William Alexander Bain

William Alexander Bain FRSE PhD DSc ScD (20 August 1905 24 August 1971)[1] was a Scottish pharmacologist, best known for his early work with antihistamine drugs.

Early Life

He was born in Dunbar in East Lothian, the son of Rev Alexander Wright Bain and Grace Martin Brough. He attended Broxburn High School and Bathgate Academy.[2]

In 1923, Bain went up to the University of Edinburgh and, after a year, qualified to enter the final honours schools of physiology and of zoology. Bain graduated in 1928 with first-class honours in physiology—the first to do so in Edward Albert Sharpey-Schafer's new science school.

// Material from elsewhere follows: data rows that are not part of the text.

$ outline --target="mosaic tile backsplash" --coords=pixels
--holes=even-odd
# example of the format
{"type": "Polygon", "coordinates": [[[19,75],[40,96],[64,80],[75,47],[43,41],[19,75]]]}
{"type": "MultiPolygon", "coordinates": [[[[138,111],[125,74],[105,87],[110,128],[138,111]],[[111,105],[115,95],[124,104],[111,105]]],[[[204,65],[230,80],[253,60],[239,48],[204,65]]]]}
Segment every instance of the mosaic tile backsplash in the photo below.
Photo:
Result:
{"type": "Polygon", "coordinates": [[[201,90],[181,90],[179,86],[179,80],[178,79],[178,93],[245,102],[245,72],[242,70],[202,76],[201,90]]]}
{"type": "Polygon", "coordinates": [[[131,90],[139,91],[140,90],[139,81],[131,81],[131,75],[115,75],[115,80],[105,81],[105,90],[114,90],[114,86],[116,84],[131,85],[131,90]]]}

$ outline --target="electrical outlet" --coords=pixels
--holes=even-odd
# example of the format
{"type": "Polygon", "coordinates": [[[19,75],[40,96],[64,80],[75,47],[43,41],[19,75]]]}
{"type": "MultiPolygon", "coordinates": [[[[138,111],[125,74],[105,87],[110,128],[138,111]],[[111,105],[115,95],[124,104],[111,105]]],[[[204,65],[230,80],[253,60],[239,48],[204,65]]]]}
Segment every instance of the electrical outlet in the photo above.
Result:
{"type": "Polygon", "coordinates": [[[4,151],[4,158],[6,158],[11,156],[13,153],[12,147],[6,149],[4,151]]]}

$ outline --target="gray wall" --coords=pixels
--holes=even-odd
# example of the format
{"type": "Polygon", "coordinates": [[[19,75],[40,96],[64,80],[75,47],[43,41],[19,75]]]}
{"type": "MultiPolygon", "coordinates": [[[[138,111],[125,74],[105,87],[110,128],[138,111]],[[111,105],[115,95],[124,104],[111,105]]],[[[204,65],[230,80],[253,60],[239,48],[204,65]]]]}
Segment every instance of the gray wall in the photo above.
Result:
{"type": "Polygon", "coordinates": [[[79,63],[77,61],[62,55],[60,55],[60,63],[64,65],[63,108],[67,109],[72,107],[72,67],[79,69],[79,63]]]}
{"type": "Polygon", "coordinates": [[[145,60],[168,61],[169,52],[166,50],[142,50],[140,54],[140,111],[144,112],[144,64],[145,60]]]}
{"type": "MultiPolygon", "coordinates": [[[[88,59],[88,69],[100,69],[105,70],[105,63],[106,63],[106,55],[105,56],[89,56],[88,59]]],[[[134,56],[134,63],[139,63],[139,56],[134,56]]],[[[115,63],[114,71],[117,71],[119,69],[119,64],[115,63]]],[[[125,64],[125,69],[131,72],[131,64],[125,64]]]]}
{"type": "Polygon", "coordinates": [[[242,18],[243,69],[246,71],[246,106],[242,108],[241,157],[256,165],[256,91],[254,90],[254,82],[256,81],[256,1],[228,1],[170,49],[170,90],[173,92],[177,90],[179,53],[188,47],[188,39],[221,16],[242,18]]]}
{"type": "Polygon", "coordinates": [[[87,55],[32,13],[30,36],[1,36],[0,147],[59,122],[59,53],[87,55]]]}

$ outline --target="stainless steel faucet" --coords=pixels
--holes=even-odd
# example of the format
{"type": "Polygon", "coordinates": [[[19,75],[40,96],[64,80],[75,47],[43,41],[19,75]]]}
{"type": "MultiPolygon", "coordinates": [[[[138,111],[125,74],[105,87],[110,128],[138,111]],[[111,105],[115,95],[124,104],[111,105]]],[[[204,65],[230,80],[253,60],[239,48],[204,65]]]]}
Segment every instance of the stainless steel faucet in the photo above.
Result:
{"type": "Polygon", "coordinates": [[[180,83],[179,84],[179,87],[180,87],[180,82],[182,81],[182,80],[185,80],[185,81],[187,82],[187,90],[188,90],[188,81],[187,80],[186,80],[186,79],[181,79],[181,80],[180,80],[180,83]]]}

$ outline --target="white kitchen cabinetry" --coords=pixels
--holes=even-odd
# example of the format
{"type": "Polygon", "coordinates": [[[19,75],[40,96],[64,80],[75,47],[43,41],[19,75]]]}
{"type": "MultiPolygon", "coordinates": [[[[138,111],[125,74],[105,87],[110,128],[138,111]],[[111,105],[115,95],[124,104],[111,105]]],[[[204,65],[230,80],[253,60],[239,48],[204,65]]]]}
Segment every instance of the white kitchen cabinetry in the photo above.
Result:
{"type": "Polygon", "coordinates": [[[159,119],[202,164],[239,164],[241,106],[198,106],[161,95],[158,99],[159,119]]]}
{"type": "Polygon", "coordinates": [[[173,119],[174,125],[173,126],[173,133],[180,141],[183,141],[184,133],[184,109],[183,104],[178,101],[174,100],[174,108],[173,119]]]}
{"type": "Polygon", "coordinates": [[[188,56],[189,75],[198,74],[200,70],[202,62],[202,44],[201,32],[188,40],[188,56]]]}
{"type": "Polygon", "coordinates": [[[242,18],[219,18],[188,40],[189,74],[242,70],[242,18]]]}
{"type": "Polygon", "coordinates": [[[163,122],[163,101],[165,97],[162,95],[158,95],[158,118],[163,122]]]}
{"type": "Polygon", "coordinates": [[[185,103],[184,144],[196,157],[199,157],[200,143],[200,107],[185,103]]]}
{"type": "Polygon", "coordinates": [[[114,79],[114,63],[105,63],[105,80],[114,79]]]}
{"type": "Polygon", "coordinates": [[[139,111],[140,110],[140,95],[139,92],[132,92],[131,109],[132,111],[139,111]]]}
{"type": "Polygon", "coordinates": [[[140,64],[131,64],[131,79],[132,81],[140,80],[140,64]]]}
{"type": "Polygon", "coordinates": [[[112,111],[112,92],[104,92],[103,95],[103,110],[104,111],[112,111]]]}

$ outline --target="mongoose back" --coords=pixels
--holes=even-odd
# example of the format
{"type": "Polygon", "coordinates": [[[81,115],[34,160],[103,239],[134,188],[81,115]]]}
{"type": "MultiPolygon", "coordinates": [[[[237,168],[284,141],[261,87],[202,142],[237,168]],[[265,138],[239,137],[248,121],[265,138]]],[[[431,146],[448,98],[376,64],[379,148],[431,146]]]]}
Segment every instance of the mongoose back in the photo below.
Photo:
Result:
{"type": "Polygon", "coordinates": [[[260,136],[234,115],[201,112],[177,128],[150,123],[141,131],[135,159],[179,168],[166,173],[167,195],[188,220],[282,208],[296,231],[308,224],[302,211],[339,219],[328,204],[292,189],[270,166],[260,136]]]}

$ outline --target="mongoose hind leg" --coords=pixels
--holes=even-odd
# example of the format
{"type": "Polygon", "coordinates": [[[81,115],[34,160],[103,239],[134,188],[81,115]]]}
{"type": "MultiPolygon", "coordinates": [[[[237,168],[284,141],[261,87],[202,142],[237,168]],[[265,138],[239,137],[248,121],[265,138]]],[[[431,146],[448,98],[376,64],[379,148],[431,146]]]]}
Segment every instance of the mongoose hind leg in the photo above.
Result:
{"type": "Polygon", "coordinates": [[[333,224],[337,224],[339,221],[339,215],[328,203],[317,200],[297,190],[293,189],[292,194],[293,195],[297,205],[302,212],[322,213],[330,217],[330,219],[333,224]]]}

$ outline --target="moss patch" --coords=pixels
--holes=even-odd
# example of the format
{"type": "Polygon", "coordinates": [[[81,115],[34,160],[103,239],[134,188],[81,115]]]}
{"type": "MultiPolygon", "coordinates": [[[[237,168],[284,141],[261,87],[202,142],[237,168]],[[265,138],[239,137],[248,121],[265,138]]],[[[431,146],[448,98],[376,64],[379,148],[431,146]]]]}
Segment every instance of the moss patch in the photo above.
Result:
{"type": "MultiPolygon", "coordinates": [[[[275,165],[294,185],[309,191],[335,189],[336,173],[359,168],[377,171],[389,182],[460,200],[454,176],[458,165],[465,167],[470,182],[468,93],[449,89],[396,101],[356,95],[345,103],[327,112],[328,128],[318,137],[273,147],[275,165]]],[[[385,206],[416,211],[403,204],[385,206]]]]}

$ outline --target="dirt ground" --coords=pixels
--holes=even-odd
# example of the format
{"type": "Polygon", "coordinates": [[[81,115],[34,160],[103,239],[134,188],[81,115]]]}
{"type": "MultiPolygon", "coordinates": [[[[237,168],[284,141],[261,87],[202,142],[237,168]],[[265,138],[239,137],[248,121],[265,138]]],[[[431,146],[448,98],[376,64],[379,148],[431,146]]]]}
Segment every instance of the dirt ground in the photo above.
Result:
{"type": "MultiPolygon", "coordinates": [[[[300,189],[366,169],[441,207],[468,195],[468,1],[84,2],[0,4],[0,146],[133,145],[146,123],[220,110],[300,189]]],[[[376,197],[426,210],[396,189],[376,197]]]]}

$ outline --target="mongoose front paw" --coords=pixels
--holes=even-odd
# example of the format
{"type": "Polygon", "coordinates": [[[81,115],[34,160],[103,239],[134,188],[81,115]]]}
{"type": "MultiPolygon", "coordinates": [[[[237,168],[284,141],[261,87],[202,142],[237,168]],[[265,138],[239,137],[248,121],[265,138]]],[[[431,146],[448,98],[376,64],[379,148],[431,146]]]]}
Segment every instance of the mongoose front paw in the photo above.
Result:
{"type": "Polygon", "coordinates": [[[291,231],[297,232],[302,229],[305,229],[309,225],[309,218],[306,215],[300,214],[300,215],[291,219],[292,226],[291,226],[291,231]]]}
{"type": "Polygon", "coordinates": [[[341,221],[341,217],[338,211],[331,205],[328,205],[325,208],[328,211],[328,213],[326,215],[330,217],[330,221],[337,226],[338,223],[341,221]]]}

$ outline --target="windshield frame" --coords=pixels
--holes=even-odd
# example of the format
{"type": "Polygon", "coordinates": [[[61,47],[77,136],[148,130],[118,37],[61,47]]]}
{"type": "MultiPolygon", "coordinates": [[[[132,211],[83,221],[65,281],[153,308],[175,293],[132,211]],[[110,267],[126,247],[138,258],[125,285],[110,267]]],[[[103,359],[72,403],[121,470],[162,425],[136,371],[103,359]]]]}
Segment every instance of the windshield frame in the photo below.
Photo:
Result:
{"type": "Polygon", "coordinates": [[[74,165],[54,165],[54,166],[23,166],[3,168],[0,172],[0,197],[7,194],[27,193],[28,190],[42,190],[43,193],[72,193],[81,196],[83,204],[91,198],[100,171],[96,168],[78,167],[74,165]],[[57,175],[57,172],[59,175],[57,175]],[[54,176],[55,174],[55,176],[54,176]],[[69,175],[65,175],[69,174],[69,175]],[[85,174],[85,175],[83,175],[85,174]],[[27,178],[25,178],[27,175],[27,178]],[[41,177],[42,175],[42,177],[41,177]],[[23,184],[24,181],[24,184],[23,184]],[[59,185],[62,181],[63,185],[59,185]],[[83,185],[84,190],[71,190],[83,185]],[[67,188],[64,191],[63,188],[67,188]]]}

In 1929 he married Bessie Beveridge Smith.

Professional life

In 1931, Bain was appointed Lecturer in Experimental Physiology and elected a Fellow of the Royal Society of Edinburgh --- probably the youngest fellow at that time. In 1932 he was awarded his Ph.D. in the Faculty of Medicine. The following year was Sharpey-Schafer's last as Professor of Physiology and during it Bain ran the Department of Physiology at the University of Edinburgh. He assisted Sharpey-Schafer in writing the 5th edition of Experimental Physiology and edited the 6th edition after Schafer's death. As his junior colleague, Bain's initial respect for Schafer grew into intense admiration and permanent affection. Schafer's death in 1935 had a marked effect upon him and his influence lasted throughout Bain's life. Indeed, Bain modelled himself upon Schafer in many ways and even his handwriting came to resemble that of his chief.

Bain left Edinburgh on 3 August 1934 to take up a lectureship in physiology at the University of Leeds. His diary entry for that day reads, 'Left Edinburgh, alas! '

In 1958, he assumed the directorship of the new Smith, Kline and French Research Institute at Welwyn Garden City. The move ended his responsibility for pharmacology at Leeds, a responsibility he had carried for almost twenty-five years, much of the time on his own.

Scientific work

Anyone who saw W. A. Bain setting up a spinal cat, a modified Langendorff Heart, or a cat nerve-muscle preparation, could not fail to be impressed by his skill, elegance and speed. He could cut down, clean and cannulate the femoral vein of a cat, with scalpel and forceps only, before blood had had a chance to ooze.

Three main themes run through his published work-the functioning of the autonomic nerves, the inactivation of the sympathetic transmitter, and the assessment of antihistamine drugs.

Bain's Ph.D. thesis was submitted in 1932 with the title, Studies on the Comparative Physiology of the Heart. The thesis contained a diagram of the apparatus used to demonstrate, on frog hearts, the humoral transmission of the effects of vagus stimulation. This diagram is now known throughout the world for, slightly modified, it has appeared in all editions of The Pharmacological Basis of Therapeutics by Louis Goodman and Alfred Gilman.

After the war, Bain returned to experimental work, and devised a technique for the quantitative assessment in man of antihistamine agents. He measured the area of a wheal provoked by the intradermal injection of histamine before, and at various times after, an antihistamine drug.

The work of Bain and his department gave rise to the adrenergic-neurone blocking drugs which now play an important role in the control of hypertension.[3]

Death

William died at Oakdene in Digswell, Hertfordshire.